Tue, Nov 25, 2014 - Page 14 News List

TaiGen applies to NHIA to set price for new drug

DRUG MONEY:The company has said that it expects combined peak sales of the new antibiotic in Taiwan and China to generate about US$185.7 million per year

By Camaron Kao  /  Staff reporter

Drugmaker TaiGen Biotechnology Co (太景生技) yesterday said it submitted an application to the National Health Insurance Administration (NHIA) on Tuesday last week to set the price of a new antibiotic, with the hope that the company would be able to sell the drug in Taiwan within six months after receiving the administration’s approval.

“It is the first time the government has set the price of a new drug that has not yet been launched in other countries,” TaiGen chief executive officer and chairman Hsu Ming-chu (許明珠) told reporters, adding that based on government standards, the price set for the antibiotic is expected to be enough for the company to cover its production costs.

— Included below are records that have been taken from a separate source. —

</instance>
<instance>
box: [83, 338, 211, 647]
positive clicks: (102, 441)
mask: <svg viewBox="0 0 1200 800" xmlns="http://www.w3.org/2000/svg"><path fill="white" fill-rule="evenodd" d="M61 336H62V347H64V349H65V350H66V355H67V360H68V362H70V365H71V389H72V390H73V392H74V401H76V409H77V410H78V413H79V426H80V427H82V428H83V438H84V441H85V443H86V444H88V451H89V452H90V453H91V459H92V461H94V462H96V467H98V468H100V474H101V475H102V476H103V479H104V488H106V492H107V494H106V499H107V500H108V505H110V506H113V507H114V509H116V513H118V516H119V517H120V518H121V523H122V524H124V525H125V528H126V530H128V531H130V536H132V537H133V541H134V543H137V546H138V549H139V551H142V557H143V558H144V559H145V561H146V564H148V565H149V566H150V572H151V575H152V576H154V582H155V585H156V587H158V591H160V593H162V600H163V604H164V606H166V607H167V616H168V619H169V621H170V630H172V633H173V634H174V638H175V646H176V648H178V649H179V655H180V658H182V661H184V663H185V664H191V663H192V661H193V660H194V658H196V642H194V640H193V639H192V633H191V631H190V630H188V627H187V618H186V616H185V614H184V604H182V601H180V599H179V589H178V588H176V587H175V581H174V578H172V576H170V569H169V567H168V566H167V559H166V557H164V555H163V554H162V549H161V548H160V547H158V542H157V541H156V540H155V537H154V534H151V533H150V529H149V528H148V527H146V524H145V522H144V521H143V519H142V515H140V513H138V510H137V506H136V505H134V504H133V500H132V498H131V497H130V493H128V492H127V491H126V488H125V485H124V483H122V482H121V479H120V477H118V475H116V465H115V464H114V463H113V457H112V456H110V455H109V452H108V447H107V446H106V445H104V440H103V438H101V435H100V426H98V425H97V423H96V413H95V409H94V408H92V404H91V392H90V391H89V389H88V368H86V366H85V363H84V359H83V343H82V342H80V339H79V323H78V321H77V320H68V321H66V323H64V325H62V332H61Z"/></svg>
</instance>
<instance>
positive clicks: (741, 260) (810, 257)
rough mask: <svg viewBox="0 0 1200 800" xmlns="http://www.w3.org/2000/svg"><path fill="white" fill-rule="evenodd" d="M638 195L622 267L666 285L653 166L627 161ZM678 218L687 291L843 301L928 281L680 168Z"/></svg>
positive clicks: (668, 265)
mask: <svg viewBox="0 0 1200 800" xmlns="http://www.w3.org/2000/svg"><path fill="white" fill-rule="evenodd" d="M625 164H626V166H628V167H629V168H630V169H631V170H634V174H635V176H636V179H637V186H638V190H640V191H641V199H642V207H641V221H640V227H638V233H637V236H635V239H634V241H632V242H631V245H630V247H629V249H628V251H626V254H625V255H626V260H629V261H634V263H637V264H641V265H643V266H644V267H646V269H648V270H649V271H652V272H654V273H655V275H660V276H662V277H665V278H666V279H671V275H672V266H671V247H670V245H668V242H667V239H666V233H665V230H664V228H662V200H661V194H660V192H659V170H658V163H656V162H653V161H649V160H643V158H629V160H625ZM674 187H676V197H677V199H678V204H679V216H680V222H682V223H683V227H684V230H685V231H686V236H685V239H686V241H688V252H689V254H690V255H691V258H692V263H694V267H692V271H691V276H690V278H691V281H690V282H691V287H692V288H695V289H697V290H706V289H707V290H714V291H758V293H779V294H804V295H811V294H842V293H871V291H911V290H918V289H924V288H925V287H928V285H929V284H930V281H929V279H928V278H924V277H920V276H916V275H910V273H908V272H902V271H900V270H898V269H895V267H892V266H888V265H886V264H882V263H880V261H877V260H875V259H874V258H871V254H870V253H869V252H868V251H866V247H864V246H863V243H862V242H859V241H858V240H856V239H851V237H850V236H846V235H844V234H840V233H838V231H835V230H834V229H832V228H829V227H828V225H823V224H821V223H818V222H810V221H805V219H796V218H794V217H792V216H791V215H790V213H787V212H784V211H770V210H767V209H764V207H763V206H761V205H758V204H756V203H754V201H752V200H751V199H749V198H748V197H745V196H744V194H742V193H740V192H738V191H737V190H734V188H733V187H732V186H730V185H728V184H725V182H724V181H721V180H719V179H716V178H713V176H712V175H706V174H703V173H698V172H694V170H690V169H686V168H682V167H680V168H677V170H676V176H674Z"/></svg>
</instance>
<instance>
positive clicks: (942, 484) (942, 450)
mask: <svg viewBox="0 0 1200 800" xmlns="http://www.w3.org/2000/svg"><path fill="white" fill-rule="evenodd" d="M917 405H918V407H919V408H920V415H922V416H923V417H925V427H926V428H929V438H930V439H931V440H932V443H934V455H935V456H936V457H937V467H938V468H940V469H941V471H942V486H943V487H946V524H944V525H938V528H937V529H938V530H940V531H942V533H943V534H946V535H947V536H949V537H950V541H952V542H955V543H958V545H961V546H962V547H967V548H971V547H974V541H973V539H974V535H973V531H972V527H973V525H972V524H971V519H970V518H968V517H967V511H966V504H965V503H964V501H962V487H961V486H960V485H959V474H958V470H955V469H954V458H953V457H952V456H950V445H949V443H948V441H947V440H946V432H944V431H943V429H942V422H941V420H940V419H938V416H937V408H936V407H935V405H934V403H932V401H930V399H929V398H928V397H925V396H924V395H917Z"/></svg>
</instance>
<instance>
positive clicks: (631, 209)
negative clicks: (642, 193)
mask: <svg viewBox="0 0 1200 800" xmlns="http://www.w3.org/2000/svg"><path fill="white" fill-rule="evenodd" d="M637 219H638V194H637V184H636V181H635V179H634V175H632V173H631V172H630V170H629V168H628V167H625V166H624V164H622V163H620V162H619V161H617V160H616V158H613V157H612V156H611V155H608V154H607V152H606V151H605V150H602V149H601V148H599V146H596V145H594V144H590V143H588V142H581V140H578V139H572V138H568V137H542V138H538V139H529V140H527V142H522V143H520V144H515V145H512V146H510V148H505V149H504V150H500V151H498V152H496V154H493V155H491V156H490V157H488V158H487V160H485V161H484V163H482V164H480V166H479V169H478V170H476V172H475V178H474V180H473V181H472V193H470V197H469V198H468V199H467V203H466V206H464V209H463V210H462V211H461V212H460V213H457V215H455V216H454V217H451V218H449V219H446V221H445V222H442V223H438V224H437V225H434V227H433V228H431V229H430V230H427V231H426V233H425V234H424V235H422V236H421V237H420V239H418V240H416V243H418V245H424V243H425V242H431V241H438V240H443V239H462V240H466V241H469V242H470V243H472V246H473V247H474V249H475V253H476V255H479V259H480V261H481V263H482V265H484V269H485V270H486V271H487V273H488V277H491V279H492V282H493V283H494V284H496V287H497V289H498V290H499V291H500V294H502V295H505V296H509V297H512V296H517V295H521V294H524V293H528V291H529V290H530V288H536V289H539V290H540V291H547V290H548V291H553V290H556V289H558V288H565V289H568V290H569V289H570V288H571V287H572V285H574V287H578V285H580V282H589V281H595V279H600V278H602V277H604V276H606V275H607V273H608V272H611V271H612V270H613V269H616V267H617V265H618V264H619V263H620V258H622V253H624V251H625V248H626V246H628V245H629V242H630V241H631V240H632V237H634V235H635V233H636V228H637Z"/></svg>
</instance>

The drug, nemonoxacin — which is sold under the trade name of Taigexyn — in oral formulation, is under review in China for a manufacturing permit and TaiGen plans to charge patients purchasing the antibiotic, which is used to treat community-acquired pneumonia, a similar amount on either side of the Taiwan Strait, Hsu said.

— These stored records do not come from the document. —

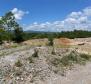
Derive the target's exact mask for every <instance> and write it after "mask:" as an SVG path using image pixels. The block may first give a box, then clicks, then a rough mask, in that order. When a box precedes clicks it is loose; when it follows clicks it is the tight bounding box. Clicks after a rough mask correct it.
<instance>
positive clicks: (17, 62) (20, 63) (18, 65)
mask: <svg viewBox="0 0 91 84" xmlns="http://www.w3.org/2000/svg"><path fill="white" fill-rule="evenodd" d="M22 65H23V64H22V63H21V61H20V60H18V61H17V62H16V63H15V66H16V67H22Z"/></svg>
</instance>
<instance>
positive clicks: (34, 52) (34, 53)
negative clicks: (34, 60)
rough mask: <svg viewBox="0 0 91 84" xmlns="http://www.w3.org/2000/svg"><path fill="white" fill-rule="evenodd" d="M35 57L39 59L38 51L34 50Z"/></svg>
mask: <svg viewBox="0 0 91 84" xmlns="http://www.w3.org/2000/svg"><path fill="white" fill-rule="evenodd" d="M32 56H33V57H38V50H37V49H34V53H33V54H32Z"/></svg>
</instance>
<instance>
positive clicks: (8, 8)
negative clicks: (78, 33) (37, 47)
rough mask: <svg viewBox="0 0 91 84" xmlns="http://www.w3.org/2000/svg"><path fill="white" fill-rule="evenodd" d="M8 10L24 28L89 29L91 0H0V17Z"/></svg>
mask: <svg viewBox="0 0 91 84" xmlns="http://www.w3.org/2000/svg"><path fill="white" fill-rule="evenodd" d="M8 11H11V12H12V13H13V14H14V16H15V18H16V20H17V21H18V22H19V23H20V25H21V26H22V27H23V29H24V30H33V31H53V32H60V31H72V30H74V29H77V30H90V31H91V0H1V1H0V17H1V16H3V15H4V14H5V13H6V12H8Z"/></svg>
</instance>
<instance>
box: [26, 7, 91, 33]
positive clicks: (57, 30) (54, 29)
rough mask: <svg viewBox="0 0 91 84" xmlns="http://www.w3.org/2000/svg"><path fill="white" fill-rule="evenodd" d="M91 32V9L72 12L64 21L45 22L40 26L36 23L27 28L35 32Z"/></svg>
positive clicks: (29, 26) (31, 24) (67, 15)
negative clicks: (74, 29) (76, 31)
mask: <svg viewBox="0 0 91 84" xmlns="http://www.w3.org/2000/svg"><path fill="white" fill-rule="evenodd" d="M74 29H76V30H80V29H81V30H91V7H86V8H85V9H83V10H82V11H78V12H72V13H70V14H69V15H67V17H66V18H65V19H64V20H63V21H54V22H45V23H41V24H39V23H38V22H35V23H33V24H31V25H29V26H27V27H26V30H35V31H55V32H60V31H72V30H74Z"/></svg>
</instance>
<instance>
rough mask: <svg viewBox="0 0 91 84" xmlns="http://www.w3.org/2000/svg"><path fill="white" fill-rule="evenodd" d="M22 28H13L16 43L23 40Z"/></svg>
mask: <svg viewBox="0 0 91 84" xmlns="http://www.w3.org/2000/svg"><path fill="white" fill-rule="evenodd" d="M23 34H24V33H23V30H22V28H21V27H17V28H16V29H15V30H14V35H15V38H14V40H15V41H16V42H17V43H20V42H22V41H24V38H23Z"/></svg>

The price in Taiwan is set to serve as a benchmark for other nations should the company sell the drug in other markets, Hsu said.

TaiGen is finalizing talks with a local sales agent to distribute the drug to hospitals, Hsu said, without disclosing the name of the agent.

As for the intravenous formulation of nemonoxacin, the drug is undergoing phase-three clinical trials in China and Taiwan, Hsu said.

From June through to last week, TaiGen has recruited 171 patients for trials of intravenous nemonoxacin, and the company aims to recruit 530 patients in total to complete the trials, Hsu added.

TaiGen expects that peak sales of both oral and intravenous formulation of nemonoxacin would generate NT$350 million to NT$400 million (US$11.31 million to US$12.93 million) per year in Taiwan and 1 billion yuan (US$162.96 million) per year in China.

From January to last month, the company posted revenue of NT$92.01 million, up 60.09 percent from NT$57.47 million a year earlier, due to a licensing fee from Moscow-based drug maker R-Pharm to sell both oral and intravenous nemonoxacin in Turkey, the Russian Federation and other members of the Commonwealth of Independent States, TaiGen chief financial officer Max Chan (詹孟恭) said.

The company reported losses of NT$290.12 million in the past three quarters, up 6.1 percent from losses of NT$273.45 million a year ago because of higher research and development costs, according to a company filing with the Taiwan Stock Exchange.

Chan said the company’s research and development costs would be about NT$500 million this year, similar to a year ago, while the costs would be higher next year as more of its drugs enter the final stages of clinical trials.